Kigali, Rwanda (Capital Markets in Africa):- East Africa’s private sector is pushing Rwanda and Tanzania to dismantle the remaining trade barriers according to the East African News. Importers and exporters alike say the barriers are negatively affecting the competitiveness of the Central Corridor by increasing transport costs as a result of delays.

These sentiments were voiced recently at a round-table organised by Rwanda’s Ministry of East African Community Affairs about the removal of non-tariff barriers along the Central Corridor. The corridor is a major import and export route for Burundi, Rwanda, Uganda and the Democratic Republic of Congo (DRC).

On average, it costs USD 4,990 to import a 20-foot container into Rwanda but less in Burundi, Uganda, Kenya and Tanzania. Some of the high costs have been blamed on Rwanda. The country, seen as the champion of seamless flow of goods and movement of people, has been singled out for having too many police check-points.

The Rwandan authorities have also been accused of stopping cargo trucks from entering Kigali City from 4pm to 9pm, which has reduced the turnaround time of cargo transport and contributes to supply gaps.

It is estimated that Rwanda has 15 police check-points while Tanzania has eight. Rwanda National Police spokesman Celestin Twahirwa however said the police checks were in good faith.

Bureaucracy in Tanzania has remained a concern to the business community, which says it impedes the free flow of goods and services.
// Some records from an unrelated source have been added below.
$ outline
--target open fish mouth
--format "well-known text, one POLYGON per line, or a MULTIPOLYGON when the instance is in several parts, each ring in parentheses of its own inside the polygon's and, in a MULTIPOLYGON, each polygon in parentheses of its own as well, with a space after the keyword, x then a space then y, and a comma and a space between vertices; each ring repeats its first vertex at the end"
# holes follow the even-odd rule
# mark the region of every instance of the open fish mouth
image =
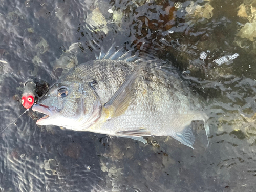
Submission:
POLYGON ((56 109, 56 108, 54 106, 46 106, 42 104, 34 104, 33 106, 32 110, 34 111, 37 111, 38 112, 43 113, 45 114, 45 116, 41 118, 38 119, 37 121, 36 121, 36 124, 38 125, 45 125, 46 121, 47 119, 49 118, 52 115, 53 109, 56 109))

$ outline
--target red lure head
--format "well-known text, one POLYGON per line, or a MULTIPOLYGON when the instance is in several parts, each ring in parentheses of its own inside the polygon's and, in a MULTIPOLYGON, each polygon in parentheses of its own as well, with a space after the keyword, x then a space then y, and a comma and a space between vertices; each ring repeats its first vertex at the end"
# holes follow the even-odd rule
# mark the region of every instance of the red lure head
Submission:
POLYGON ((26 109, 32 106, 35 101, 33 95, 30 93, 26 93, 23 94, 22 98, 22 104, 26 109))

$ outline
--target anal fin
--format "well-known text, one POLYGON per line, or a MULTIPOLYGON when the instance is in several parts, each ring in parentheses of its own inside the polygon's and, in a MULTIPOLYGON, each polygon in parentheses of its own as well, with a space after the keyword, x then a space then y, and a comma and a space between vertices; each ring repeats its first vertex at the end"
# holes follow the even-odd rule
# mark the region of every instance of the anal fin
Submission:
POLYGON ((118 132, 116 133, 116 135, 136 140, 142 142, 144 144, 147 142, 146 140, 144 139, 143 136, 152 136, 150 132, 145 129, 118 132))
POLYGON ((192 131, 192 127, 189 125, 180 132, 175 133, 172 136, 185 145, 187 145, 194 150, 192 146, 195 142, 195 136, 192 131))
POLYGON ((124 137, 127 138, 130 138, 133 140, 136 140, 137 141, 139 141, 142 142, 144 144, 146 144, 147 143, 146 140, 144 139, 143 137, 137 137, 137 136, 129 136, 127 135, 118 135, 119 137, 124 137))

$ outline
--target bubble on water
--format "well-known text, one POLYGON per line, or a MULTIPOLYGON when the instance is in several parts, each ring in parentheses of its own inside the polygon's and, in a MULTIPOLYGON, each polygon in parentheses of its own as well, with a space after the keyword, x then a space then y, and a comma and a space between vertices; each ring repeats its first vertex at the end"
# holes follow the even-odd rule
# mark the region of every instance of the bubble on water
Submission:
POLYGON ((201 59, 203 60, 205 59, 207 56, 207 54, 206 54, 206 53, 205 53, 205 51, 203 51, 202 53, 200 53, 200 59, 201 59))
POLYGON ((219 59, 216 59, 214 60, 214 62, 217 63, 218 65, 222 65, 226 62, 228 62, 230 60, 233 60, 236 59, 239 56, 238 53, 235 53, 233 55, 229 56, 224 56, 219 59))

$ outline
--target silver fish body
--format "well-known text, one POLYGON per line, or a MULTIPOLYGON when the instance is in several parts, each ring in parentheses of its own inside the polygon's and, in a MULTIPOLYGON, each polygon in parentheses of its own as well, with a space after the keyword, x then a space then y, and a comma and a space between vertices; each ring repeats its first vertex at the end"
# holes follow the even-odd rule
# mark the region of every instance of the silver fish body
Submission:
POLYGON ((96 60, 71 70, 32 108, 53 124, 146 142, 143 136, 170 136, 193 148, 190 126, 207 115, 177 77, 151 63, 96 60))

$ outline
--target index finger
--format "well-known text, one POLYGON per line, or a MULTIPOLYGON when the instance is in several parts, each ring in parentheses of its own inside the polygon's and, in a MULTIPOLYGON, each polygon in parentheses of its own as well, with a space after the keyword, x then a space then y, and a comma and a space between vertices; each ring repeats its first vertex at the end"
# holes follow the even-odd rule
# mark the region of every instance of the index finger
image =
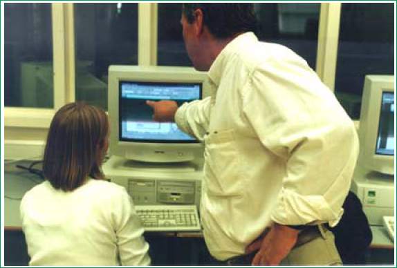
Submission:
POLYGON ((147 105, 149 105, 150 107, 154 108, 154 105, 156 104, 156 102, 152 102, 152 101, 146 101, 146 104, 147 105))

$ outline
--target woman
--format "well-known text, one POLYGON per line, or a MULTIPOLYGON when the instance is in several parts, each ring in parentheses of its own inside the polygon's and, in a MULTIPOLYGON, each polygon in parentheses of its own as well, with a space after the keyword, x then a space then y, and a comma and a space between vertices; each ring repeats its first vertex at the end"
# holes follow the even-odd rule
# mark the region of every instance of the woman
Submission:
POLYGON ((22 227, 30 265, 149 265, 149 245, 124 188, 104 180, 109 122, 101 109, 65 105, 51 122, 46 181, 26 193, 22 227))

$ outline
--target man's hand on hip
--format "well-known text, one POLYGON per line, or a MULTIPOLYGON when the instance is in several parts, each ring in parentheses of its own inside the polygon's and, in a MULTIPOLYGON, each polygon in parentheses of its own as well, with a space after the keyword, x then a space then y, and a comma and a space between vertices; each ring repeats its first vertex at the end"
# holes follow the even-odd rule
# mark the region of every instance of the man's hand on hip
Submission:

Critics say it costs the Dar es Salaam port a lot of business opportunities as loyal clients go elsewhere.

The port, which historically used to handle 80% of the goods being shipped to and from Rwanda, has seen a systematic dip in cargo handled which has now settled at 60% in 2014, signalling importers and exporters are nervous about the impediments to trade. However, the cost of moving cargo through the corridor could drop as countries along the route move to break the barriers to trade.

Rwanda’s Minister of East African Community Affairs Valentine Rugwabiza said Rwanda and Tanzania will continue to engage both at the bilateral and regional level to address the challenges traders who use the corridor face.

Tanzania had removed 53 police roadblocks, which had become bribery points, by December 2014 and reduced weighbridges by one to seven. Earlier, it reduced the road toll from USD 500 to USD 152 per truck per trip. It also removed the requirement of cash bonds for the transportation of sugar to Rwanda.

East African countries have made significant drives towards promoting trade ties and regional integration and we are of the opinion that the removal of non-tariff barriers and bureaucracy as mentioned above, is another good step to improve and promotion intraregional trade. Therefore,  should aim reinforce the region as a prime investment destination over the next decade.